On 4 October 2011, while Denver Windmill was freewheeling in the wind, one of its steel stocks sheared near the canister. The break spread on three sides, the bottom folded, and a sail crashed into the one below it, scattering debris across the site. At that moment, the mill yard was full of diners. A group of children from Clenchwarton Primary School were in the middle of a visit — some inside the windmill, others eating lunch in the Tea Garden. The staff stopped the mill immediately and moved everyone to safety. No one was hurt. The windmill that had been milling grain in the Norfolk Fens since 1835 survived to mill again.
Denver Windmill was built in 1835 for John Porter, replacing an earlier post mill that had been recorded on the 1824 Ordnance Survey map. The tower bears a datestone reading JMP 1835. It is a six-storey tower mill with a stage at third-floor level; the tower stands 59 feet high to the curb. The ogee cap carries a gallery and is turned to face the wind by a fantail, one of the mechanical innovations that made 19th-century tower mills more efficient than their predecessors. The mill drives three pairs of overdrift millstones. By 1863, a steam engine of 12 horsepower had been added on the site, driving another three pairs of millstones — the mill and the engine working in parallel, depending on weather conditions.
The mill passed through a small number of hands across nearly a century and a half. John Porter ran it from 1835 to 1853; John Gleaves took over until 1873, then James Gleaves until 1896; Thomas Edward Harris then Thomas Edwin Harris between them covered 1896 to 1969. James Gleaves made a Deed of Assignment in 1896 and the mill was offered for auction at the Crown Hotel in Downham Market, but withdrawn from sale. The last miller, Thomas Edwin Harris, worked the mill until 1969, after which it fell dormant. Norfolk County Council eventually acquired it and began restoration work in 1991, removing and replacing the cap; further sail work followed in 1992. By 1995, with restoration incomplete, the council sold the mill and the adjacent house to the Norfolk Historic Buildings Trust.
Restoring Denver Windmill to full working order cost over £1 million.

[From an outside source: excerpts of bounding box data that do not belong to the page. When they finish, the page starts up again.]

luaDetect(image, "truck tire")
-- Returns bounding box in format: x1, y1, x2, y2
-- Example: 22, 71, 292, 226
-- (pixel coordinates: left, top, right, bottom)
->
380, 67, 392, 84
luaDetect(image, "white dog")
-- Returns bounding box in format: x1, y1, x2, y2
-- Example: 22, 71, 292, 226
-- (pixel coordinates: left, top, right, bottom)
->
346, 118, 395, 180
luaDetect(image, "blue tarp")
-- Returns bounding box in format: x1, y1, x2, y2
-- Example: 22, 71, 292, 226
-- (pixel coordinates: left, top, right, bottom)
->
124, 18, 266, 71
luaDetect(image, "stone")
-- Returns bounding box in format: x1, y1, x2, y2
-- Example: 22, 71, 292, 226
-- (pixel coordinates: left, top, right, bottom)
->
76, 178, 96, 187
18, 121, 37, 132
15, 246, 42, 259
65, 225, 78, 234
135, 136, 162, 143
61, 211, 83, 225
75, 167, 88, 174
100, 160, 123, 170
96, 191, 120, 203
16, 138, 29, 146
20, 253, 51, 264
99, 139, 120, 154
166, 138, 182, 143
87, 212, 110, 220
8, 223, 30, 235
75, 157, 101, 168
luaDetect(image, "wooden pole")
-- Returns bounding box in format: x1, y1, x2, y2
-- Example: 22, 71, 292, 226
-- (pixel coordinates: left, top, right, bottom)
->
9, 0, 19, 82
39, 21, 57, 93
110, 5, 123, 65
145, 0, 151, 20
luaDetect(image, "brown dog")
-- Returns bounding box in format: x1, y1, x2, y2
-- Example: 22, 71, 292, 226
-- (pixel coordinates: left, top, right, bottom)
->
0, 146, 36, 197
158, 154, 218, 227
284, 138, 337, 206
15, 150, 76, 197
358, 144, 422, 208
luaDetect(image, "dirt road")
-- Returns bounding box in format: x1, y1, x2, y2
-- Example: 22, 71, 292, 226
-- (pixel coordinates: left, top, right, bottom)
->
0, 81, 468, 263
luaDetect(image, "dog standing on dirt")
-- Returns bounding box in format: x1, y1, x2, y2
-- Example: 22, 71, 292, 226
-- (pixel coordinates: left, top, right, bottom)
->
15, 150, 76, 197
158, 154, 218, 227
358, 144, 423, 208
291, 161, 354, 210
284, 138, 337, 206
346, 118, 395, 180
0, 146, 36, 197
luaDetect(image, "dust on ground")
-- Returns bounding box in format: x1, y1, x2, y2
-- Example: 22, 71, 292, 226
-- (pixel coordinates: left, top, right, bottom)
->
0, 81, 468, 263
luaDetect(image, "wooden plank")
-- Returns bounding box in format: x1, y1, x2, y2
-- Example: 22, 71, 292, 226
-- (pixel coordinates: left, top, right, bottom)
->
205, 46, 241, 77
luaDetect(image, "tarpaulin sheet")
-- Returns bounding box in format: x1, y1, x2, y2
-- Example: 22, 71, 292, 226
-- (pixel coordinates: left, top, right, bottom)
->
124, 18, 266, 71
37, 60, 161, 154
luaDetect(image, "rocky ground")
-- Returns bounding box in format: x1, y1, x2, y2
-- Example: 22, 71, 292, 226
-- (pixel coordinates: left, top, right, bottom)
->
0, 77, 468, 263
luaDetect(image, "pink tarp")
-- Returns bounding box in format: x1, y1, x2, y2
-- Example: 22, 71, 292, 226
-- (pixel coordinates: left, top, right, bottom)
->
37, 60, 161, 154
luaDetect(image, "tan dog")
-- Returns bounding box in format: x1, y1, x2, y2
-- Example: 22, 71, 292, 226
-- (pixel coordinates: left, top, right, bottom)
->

The funding came from multiple sources: the European Regional Development Fund, the Heritage Lottery Fund, Norfolk County Council, the Rural Development Commission, and a loan from the Architectural Heritage Fund. The restored mill opened to the public in March 2000 — the last working windmill in Norfolk, grinding grain as it had done 165 years earlier. In 2008, the Abel family took over the operation as Denver Mill Ltd, with the explicit aim of making the mill commercially sustainable without continued public subsidy. Stone-ground flour production resumed. A bakery and tearoom showcased the products on-site. A Bakery Training School taught craft baking techniques. The windmill had become not just a museum piece but a working food business.
Denver Windmill appeared in the 1992 filming of an episode of 'Allo 'Allo! titled "Fighting with Windmills." In 2012 it featured in the BBC2 series Alex Polizzi: The Fixer, which followed the management consultant as she attempted to turn around struggling family businesses. The mill and tearoom, facing the sustainability challenges that confront most heritage attractions, were among those she tackled. The windmill's Grade II* listed status — a designation reserved for particularly important buildings — reflects its significance. In 2010, only 5.5% of listed buildings nationally carried that designation, and fewer still the Grade I status above it. Denver Windmill, turning again in the flat Norfolk sky, milling local grain into flour that ends up in bread baked on the premises, represents something genuinely rare: heritage that works.
Denver Windmill is located at approximately 52.59°N, 0.37°E in the village of Denver, Norfolk, near Downham Market. The six-storey tower and fantail are distinctive landmarks visible from the air across the flat Fenland. The mill sits near Denver Sluice, a major water control structure on the Great Ouse, which is also visible from altitude. Nearest airports: Cambridge (CBG) approximately 30 miles south, Norwich (NWI) approximately 45 miles east.